A 54-year-old African American woman with a long history of a skin rash.

    Clinical findings. This is a 54-year-old African American woman who has a long history of a skin rash since 1992, which started as an erythematous to brownish patch approximately the size of a palm on her right anterior thigh. She started triamcinolone cream in 1995 for a presumed diagnosis of psoriasis. In 1996, the rash worsened and spread down, covering the feet, up over her back, and into the stomach area. At that point, she was treated with oral steroids and triamcinolone. The rash continued to worsen; and a skin biopsy was obtained in October 1999, which revealed MF. At that time, she had multiple lymph node enlargement and erythematous macules and plaques with significant scale over about approximately 65% of her body surface area with sparing of the popliteal and antecubital fossa bilaterally and the palms and soles. Many of these areas have a reticulate appearance with alternating hyper- and hypopigmented areas. After extensive skin-directed treatment, she has relapsed with hypopigmented skin lesions on the posterior thighs and buttocks in 2004. In March 2010, she developed also new hyperpigmented patches, mostly on the posterior trunk and posterior thigh and leg, as well as ichthyosis on the legs.

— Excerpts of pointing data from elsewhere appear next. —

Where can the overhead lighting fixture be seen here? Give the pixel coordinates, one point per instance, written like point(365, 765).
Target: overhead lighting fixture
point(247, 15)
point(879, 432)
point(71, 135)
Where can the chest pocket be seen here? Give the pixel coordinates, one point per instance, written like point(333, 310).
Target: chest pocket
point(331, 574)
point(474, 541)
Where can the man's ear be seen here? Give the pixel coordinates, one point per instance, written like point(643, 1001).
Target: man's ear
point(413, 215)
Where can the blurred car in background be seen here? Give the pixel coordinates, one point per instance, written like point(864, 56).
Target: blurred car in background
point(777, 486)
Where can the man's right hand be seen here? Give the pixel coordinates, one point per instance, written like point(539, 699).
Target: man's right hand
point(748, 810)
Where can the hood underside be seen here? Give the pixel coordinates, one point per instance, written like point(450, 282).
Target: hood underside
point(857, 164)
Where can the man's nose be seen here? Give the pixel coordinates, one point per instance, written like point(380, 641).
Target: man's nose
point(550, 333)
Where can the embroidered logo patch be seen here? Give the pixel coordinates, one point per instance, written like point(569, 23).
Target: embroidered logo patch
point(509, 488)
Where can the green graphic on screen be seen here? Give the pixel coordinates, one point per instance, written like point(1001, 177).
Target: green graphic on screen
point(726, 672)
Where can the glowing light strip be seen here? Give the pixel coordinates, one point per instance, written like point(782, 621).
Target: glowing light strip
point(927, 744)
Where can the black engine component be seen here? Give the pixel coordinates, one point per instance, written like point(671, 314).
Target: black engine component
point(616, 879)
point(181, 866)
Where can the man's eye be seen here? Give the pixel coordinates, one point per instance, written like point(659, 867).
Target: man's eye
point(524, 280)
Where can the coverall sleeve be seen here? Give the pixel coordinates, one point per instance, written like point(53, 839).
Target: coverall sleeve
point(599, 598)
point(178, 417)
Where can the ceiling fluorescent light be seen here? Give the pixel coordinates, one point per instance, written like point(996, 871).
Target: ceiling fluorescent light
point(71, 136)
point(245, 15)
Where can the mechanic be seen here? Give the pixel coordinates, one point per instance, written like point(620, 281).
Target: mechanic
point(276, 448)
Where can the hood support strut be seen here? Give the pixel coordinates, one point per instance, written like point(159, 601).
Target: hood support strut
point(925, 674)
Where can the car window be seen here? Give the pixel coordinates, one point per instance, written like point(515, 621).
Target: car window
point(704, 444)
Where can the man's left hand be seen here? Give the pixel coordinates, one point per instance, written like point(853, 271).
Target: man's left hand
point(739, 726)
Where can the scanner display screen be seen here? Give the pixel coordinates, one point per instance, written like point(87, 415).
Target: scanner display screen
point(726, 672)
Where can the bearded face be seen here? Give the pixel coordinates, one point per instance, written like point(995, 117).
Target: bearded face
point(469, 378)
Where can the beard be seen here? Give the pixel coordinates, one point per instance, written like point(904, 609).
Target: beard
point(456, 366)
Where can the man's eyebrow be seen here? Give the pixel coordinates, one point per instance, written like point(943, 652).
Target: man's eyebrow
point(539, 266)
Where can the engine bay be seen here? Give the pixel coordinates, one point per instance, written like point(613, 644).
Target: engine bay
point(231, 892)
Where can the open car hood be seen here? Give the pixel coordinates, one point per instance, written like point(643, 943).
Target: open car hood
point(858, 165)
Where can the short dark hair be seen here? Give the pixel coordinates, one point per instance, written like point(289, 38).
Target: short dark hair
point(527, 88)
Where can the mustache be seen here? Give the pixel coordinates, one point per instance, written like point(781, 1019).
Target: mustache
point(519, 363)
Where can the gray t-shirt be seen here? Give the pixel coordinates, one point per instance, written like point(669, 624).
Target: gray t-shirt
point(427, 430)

    Pathologic findings. The initial skin biopsy from the abdomen performed in 2000 demonstrated an atypical lymphoid infiltrate present at the dermal-epidermal junction and in the superficial dermis surrounding blood vessels with multifocal epidermotropism. Immunohisto- chemical studies revealed that neoplastic cells were T-cells of a helper cell lineage, positive for CD4 and negative for CD8. In 2009, a skin biopsy from the left lateral thigh revealed compact and thick hyperkeratosis with a thinned granular cell layer consistent with ichthyosis as well as a subtle epidermotropic atypical lymphoid infiltrate.

    Molecular findings. Molecular tests were not performed

    Staging, treatment, and follow-up. The patient was diagnosed as having MF, stage IIA, and ichthyosis induced by MF. The patient has previously been treated with psoralen–UVA, interferon, total body surface electron beam, nitrogen mustard, triamcinolone, and tazarotene creams. She also was diagnosed with breast cancer in June 2009, and she completed 12 cycles of chemotherapy in December 2009. In the last follow-up (March 2010), she had few patches, mostly on the posterior trunk and posterior thigh and leg. She had also persistent ichthyosis on the lower legs. She is currently applying topical nitrogen mustard and triamcinolone.